The same Q-PCR services as SYBR Green (analysis from cDNA or RNA) are also offered with hybridization probes. Data are provided in the same format, except that there are no melting curves. There are many exotic Q-PCR probe systems besides TaqMan, but these mostly represent ways around the ABI patent, rather than actual improvements.

Q-PCR Multiplexing assays

Multiplexing assays for gene copy number (control and experimental) can be developed and performed in the Facility. The Facility would be happy to discuss the utility and desirability of multiplexing Q-PCR approaches for gene expression analysis. In general, multiplex Q-PCR requires substantial optimization, and is only recommended if assay samples are extremely limiting.

Absolute (copy number) Quantitation with Gene-specific Std. Curves

Most analysis of gene expression is relative analysis, based on relative expression changes of a particular gene (with a given primer pair) between different RNA samples. One can not compare Q-PCR signals between two different primer pairs and infer their relative abundance. For abundance comparison between different genes, one must generate gene-specific standard curves and determine absolute copy numbers. This is most easily achieved using standard curves with purified, quantitated PCR product. The Facility will assist users in developing such assays, and will perform the Q-PCR analysis.

Want Q-PCR, but not sure which kind?

There are two main issues where one must make a choice on what is the most appropriate Q-PCR approach. As a starting point, we usually strongly recommend SYBR green analysis (vs. TaqMan), and suggest starting with cDNA (vs. RNA) but the choice of cDNA vs. RNA depends strongly on the experiment.

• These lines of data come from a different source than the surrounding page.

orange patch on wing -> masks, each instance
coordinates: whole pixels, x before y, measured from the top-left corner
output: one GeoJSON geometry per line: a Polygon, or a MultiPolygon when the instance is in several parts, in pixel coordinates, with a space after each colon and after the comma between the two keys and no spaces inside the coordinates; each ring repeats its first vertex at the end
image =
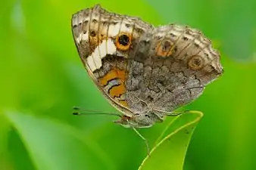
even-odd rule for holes
{"type": "Polygon", "coordinates": [[[109,95],[113,98],[115,97],[120,97],[126,91],[123,84],[114,86],[109,90],[109,95]]]}
{"type": "Polygon", "coordinates": [[[121,83],[119,85],[113,86],[109,89],[109,94],[111,97],[114,99],[118,104],[123,107],[128,107],[128,104],[126,100],[120,100],[118,97],[120,97],[126,91],[124,85],[126,79],[125,71],[118,68],[113,68],[106,75],[100,78],[98,82],[101,86],[105,86],[108,82],[112,79],[119,79],[121,83]]]}
{"type": "Polygon", "coordinates": [[[128,104],[126,100],[119,100],[118,103],[123,107],[128,107],[128,104]]]}
{"type": "Polygon", "coordinates": [[[107,85],[108,82],[114,79],[120,79],[122,83],[124,83],[125,81],[125,71],[120,70],[120,69],[114,68],[111,70],[106,75],[105,75],[102,78],[99,79],[99,83],[102,85],[107,85]]]}

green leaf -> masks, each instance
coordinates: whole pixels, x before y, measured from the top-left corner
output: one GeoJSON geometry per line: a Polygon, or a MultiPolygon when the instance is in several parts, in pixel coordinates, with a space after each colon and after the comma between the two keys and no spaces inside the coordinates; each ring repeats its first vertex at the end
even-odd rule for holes
{"type": "Polygon", "coordinates": [[[152,149],[139,170],[182,170],[191,137],[202,116],[201,112],[189,111],[173,119],[158,140],[168,134],[152,149]]]}
{"type": "Polygon", "coordinates": [[[36,169],[114,169],[96,144],[67,125],[20,113],[6,116],[36,169]]]}

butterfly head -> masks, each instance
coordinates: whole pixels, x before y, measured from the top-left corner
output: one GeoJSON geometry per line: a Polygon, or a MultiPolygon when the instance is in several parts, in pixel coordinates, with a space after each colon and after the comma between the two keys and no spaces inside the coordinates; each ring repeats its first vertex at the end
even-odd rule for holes
{"type": "Polygon", "coordinates": [[[125,128],[149,128],[152,126],[153,123],[151,121],[148,122],[145,119],[142,121],[142,119],[139,119],[140,116],[139,114],[133,116],[123,115],[121,116],[120,119],[115,120],[114,122],[125,128]]]}

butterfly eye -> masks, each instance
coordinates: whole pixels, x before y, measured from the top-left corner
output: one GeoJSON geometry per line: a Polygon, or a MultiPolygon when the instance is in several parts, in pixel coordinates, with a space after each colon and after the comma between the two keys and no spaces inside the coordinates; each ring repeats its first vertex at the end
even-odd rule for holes
{"type": "Polygon", "coordinates": [[[126,33],[120,34],[117,37],[116,45],[117,49],[120,51],[128,50],[131,45],[131,36],[126,33]]]}
{"type": "Polygon", "coordinates": [[[204,65],[204,60],[200,56],[193,56],[189,60],[189,67],[193,70],[201,69],[204,65]]]}
{"type": "Polygon", "coordinates": [[[173,53],[173,43],[169,40],[164,40],[159,42],[157,48],[157,55],[167,57],[173,53]]]}

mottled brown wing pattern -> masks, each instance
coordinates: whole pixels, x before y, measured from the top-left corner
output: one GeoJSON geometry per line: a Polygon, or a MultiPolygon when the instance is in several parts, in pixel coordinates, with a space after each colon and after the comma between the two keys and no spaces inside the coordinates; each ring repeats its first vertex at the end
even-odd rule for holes
{"type": "Polygon", "coordinates": [[[127,111],[125,82],[130,54],[139,37],[152,26],[136,17],[108,12],[97,5],[73,14],[72,28],[90,76],[117,109],[122,106],[127,111]]]}
{"type": "Polygon", "coordinates": [[[223,73],[220,54],[199,31],[170,24],[143,35],[131,63],[126,100],[134,113],[158,117],[184,106],[223,73]],[[162,111],[162,112],[158,112],[162,111]]]}
{"type": "Polygon", "coordinates": [[[102,94],[124,116],[117,123],[148,127],[200,96],[223,73],[220,54],[201,32],[97,5],[73,15],[80,58],[102,94]]]}

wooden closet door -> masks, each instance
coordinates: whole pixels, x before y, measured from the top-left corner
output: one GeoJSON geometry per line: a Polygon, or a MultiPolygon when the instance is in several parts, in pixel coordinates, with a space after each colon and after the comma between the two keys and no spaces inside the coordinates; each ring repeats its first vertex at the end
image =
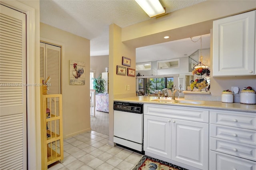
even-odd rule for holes
{"type": "Polygon", "coordinates": [[[59,46],[40,42],[40,77],[50,77],[47,94],[60,94],[60,55],[59,46]]]}
{"type": "Polygon", "coordinates": [[[27,169],[26,16],[0,6],[0,169],[27,169]]]}

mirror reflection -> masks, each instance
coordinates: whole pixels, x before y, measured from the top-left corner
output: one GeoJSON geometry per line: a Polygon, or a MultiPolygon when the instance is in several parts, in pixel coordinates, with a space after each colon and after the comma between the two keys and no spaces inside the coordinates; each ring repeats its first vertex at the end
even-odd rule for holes
{"type": "MultiPolygon", "coordinates": [[[[157,95],[160,91],[164,96],[166,94],[163,93],[163,89],[173,90],[174,87],[182,91],[190,90],[191,83],[200,79],[204,79],[210,85],[210,76],[192,73],[194,67],[200,61],[210,66],[210,45],[208,34],[137,49],[137,95],[157,95]]],[[[184,96],[182,93],[179,95],[184,96]]]]}

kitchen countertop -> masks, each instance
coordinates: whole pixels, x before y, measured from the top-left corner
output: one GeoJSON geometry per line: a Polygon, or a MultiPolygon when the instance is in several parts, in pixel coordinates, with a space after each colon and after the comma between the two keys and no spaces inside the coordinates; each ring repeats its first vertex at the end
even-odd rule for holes
{"type": "MultiPolygon", "coordinates": [[[[160,99],[167,97],[161,97],[160,99]]],[[[204,104],[195,105],[191,104],[173,103],[166,102],[159,102],[150,101],[151,100],[157,99],[157,97],[153,96],[134,96],[123,98],[114,99],[114,101],[126,102],[132,103],[142,103],[153,104],[157,105],[168,105],[170,106],[189,107],[207,109],[220,109],[230,111],[237,111],[244,112],[256,113],[256,105],[248,105],[241,104],[239,103],[225,103],[221,101],[205,101],[204,104]]],[[[178,100],[184,100],[183,97],[176,97],[178,100]]]]}

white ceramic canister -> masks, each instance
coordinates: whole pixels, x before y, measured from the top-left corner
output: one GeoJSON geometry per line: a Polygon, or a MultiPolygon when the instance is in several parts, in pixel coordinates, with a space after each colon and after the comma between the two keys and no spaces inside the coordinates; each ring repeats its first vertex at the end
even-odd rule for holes
{"type": "Polygon", "coordinates": [[[221,95],[221,102],[223,103],[233,103],[234,95],[230,91],[223,91],[221,95]]]}
{"type": "Polygon", "coordinates": [[[253,90],[242,90],[240,94],[240,103],[256,105],[256,92],[253,90]]]}

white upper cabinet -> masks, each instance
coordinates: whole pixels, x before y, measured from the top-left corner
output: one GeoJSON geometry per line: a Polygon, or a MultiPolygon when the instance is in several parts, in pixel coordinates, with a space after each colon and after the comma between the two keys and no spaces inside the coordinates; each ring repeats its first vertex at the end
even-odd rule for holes
{"type": "Polygon", "coordinates": [[[214,77],[256,75],[256,13],[214,21],[214,77]]]}

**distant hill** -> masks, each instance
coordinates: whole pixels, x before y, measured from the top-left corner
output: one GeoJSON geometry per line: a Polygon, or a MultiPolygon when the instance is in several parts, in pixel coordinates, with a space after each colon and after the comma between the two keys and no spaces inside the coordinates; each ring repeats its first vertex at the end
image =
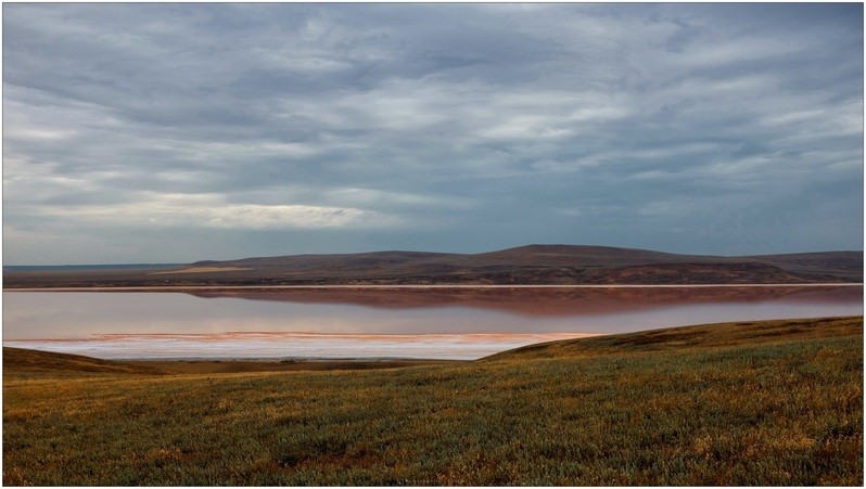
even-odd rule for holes
{"type": "Polygon", "coordinates": [[[76,285],[737,284],[863,282],[862,252],[678,255],[582,245],[480,254],[374,252],[196,261],[166,270],[7,273],[5,287],[76,285]]]}

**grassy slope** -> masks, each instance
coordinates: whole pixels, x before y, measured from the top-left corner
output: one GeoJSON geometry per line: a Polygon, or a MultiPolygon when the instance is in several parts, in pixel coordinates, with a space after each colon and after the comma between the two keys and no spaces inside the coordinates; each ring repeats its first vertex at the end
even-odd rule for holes
{"type": "Polygon", "coordinates": [[[7,485],[862,485],[863,320],[364,372],[5,369],[7,485]]]}

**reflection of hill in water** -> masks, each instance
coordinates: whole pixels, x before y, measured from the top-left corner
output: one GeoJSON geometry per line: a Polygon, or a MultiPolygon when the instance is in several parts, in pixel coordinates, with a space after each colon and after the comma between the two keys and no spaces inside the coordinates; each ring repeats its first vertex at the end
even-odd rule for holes
{"type": "Polygon", "coordinates": [[[690,304],[862,304],[863,286],[623,287],[623,288],[297,288],[190,293],[302,304],[348,304],[385,309],[470,307],[524,316],[580,316],[690,304]]]}

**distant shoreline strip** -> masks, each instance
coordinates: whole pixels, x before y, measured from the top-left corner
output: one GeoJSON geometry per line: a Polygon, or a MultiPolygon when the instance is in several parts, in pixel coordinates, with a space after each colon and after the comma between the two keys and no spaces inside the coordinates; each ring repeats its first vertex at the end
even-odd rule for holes
{"type": "Polygon", "coordinates": [[[733,287],[862,287],[863,283],[807,284],[573,284],[573,285],[157,285],[125,287],[22,287],[3,292],[188,292],[188,291],[301,291],[301,289],[435,289],[435,288],[733,288],[733,287]]]}

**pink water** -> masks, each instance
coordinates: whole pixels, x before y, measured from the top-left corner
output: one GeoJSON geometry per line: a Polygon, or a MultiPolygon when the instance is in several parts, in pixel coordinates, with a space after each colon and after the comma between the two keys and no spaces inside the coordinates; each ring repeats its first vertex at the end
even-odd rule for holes
{"type": "Polygon", "coordinates": [[[3,345],[106,359],[476,359],[553,339],[863,314],[862,286],[3,293],[3,345]],[[449,295],[450,294],[450,295],[449,295]]]}

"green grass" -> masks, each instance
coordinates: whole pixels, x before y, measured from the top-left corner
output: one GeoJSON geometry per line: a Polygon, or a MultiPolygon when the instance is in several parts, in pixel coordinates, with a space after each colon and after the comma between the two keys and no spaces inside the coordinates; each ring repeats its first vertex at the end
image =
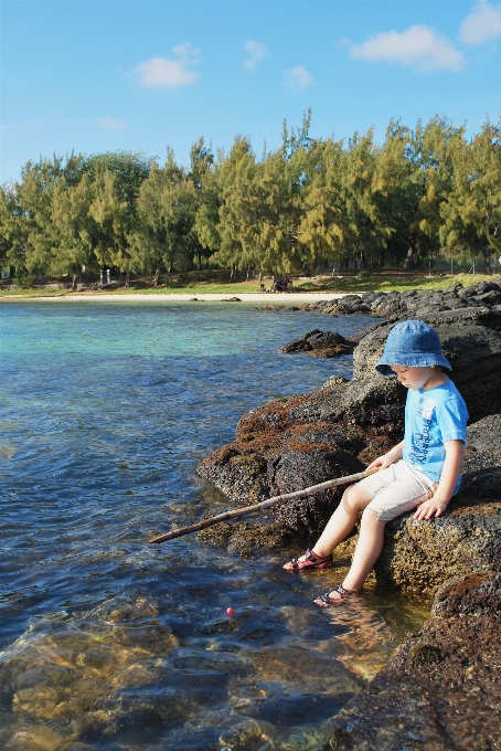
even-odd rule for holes
{"type": "MultiPolygon", "coordinates": [[[[170,294],[188,294],[196,297],[196,295],[238,295],[244,293],[258,293],[259,283],[257,279],[250,282],[236,282],[228,284],[220,282],[218,279],[203,281],[200,278],[192,278],[195,273],[185,274],[181,279],[170,279],[170,283],[159,285],[158,287],[140,288],[134,287],[119,289],[105,289],[103,294],[114,295],[170,295],[170,294]]],[[[294,279],[294,285],[298,292],[315,292],[315,293],[361,293],[361,292],[405,292],[406,289],[441,289],[452,284],[461,283],[468,287],[478,282],[489,282],[493,277],[484,274],[457,274],[457,275],[433,275],[425,274],[409,274],[401,271],[388,271],[382,273],[370,273],[367,271],[361,274],[348,274],[340,277],[332,276],[316,276],[311,279],[305,277],[294,279]]],[[[270,281],[266,279],[265,284],[269,286],[270,281]]],[[[0,300],[18,297],[18,298],[35,298],[35,297],[65,297],[67,295],[85,295],[85,293],[75,293],[71,289],[13,289],[0,292],[0,300]]],[[[102,293],[97,293],[102,294],[102,293]]],[[[281,298],[280,302],[286,302],[281,298]]]]}

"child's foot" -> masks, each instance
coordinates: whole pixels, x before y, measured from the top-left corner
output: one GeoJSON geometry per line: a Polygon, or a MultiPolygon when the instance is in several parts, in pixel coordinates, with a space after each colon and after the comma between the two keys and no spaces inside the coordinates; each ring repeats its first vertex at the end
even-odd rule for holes
{"type": "Polygon", "coordinates": [[[317,556],[312,550],[307,550],[301,558],[292,558],[289,563],[283,568],[286,571],[301,571],[303,569],[324,569],[332,563],[332,553],[330,556],[317,556]]]}
{"type": "Polygon", "coordinates": [[[340,584],[339,586],[334,586],[330,592],[321,594],[320,597],[317,597],[313,602],[316,605],[320,605],[320,607],[335,607],[335,605],[341,605],[341,603],[347,602],[350,594],[353,594],[353,592],[345,590],[344,586],[341,586],[340,584]]]}

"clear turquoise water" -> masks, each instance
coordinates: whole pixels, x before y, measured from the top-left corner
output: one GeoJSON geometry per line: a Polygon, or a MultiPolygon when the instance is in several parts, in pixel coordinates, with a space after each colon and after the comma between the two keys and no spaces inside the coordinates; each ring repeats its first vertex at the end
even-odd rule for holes
{"type": "Polygon", "coordinates": [[[295,578],[284,554],[148,540],[224,505],[194,469],[242,414],[351,373],[350,357],[280,346],[370,322],[225,304],[0,306],[0,747],[322,748],[322,722],[423,613],[369,589],[333,616],[311,600],[339,569],[295,578]]]}

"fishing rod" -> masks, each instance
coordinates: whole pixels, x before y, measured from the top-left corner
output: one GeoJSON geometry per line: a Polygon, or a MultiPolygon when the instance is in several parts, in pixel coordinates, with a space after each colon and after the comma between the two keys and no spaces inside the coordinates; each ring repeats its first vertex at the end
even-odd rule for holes
{"type": "Polygon", "coordinates": [[[191,532],[199,532],[201,529],[206,529],[213,525],[217,525],[220,521],[226,521],[226,519],[237,519],[238,517],[246,516],[247,514],[257,514],[265,508],[280,504],[284,500],[294,500],[296,498],[305,498],[306,496],[312,496],[321,490],[328,490],[329,488],[334,488],[338,485],[348,485],[348,483],[356,483],[359,479],[369,477],[379,470],[379,467],[373,467],[372,469],[365,469],[364,472],[359,472],[356,475],[347,475],[345,477],[338,477],[337,479],[329,479],[326,483],[320,483],[319,485],[312,485],[303,490],[295,490],[295,493],[286,493],[283,496],[274,496],[268,498],[268,500],[262,500],[260,504],[255,504],[254,506],[246,506],[245,508],[237,508],[233,511],[224,511],[224,514],[218,514],[215,517],[210,517],[209,519],[203,519],[203,521],[198,521],[194,525],[189,525],[188,527],[180,527],[179,529],[171,529],[170,532],[166,535],[159,535],[150,540],[150,544],[157,544],[158,542],[166,542],[167,540],[174,540],[177,537],[183,537],[184,535],[190,535],[191,532]]]}

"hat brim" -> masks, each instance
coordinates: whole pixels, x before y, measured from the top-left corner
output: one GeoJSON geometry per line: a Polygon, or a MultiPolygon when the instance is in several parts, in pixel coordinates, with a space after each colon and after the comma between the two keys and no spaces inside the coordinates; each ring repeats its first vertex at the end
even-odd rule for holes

1. SYBR Green vs. TaqMan. SYBR green primers are over 10-fold cheaper than the primers and probe needed for TaqMan analysis (approximately $15 vs. $200), and we have had excellent experience assaying the expression of hundreds of genes by SYBR Green Q-PCR. An objective study found similar linearity between SYBR Green and TaqMan assays. Clearly the cost difference becomes substantial where one is looking at the differential expression of many different genes (e.g. microarray follow-up or gene family assays). The TaqMan assay is potentially more specific, as the hybridization probe hybridizes to a central region of the PCR product produced by two normal primers. Taq 5’ exonuclease removal of a quencher from near the probe fluorphore then leads to fluorescence. In contrast, SYBR Green becomes highly fluorescent after it binds to any double-stranded DNA in the PCR reaction. That is why every SYBR green experiments always includes the melting curve analysis to assess PCR product purity. In addition, for genes of interest, the one-time PCR gel analysis and PCR product sequencing can be used to assure specificity. TaqMan assays can also be more sensitive, which is useful for things like detecting viral nucleic acid in the bloodstream. Finally, one can buy many pre-qualified TaqMan assays or find information for functional assays in the literature. This may save some time, as only about 90% of the SYBR green primer pairs work on the first try.

2. Q-PCR from cDNA (2-step) vs. directly from RNA (1-step). The relative merits of these approaches are discussed above. In short, if one is assaying the expression of many genes in a few RNA samples (e.g. microarray follow-up) , one should use the 2-step approach. If one is studying a few genes in many RNA samples (e.g. testing siRNAs or patient samples), then one should use the 1-step approach. Indeed, if one is analyzing the same gene in a large number of samples, then a TaqMan probe for the 1-step assays may be worth the investment. Consulting for selection of the appropriate Q-PCR assay in the Facility is available at no charge.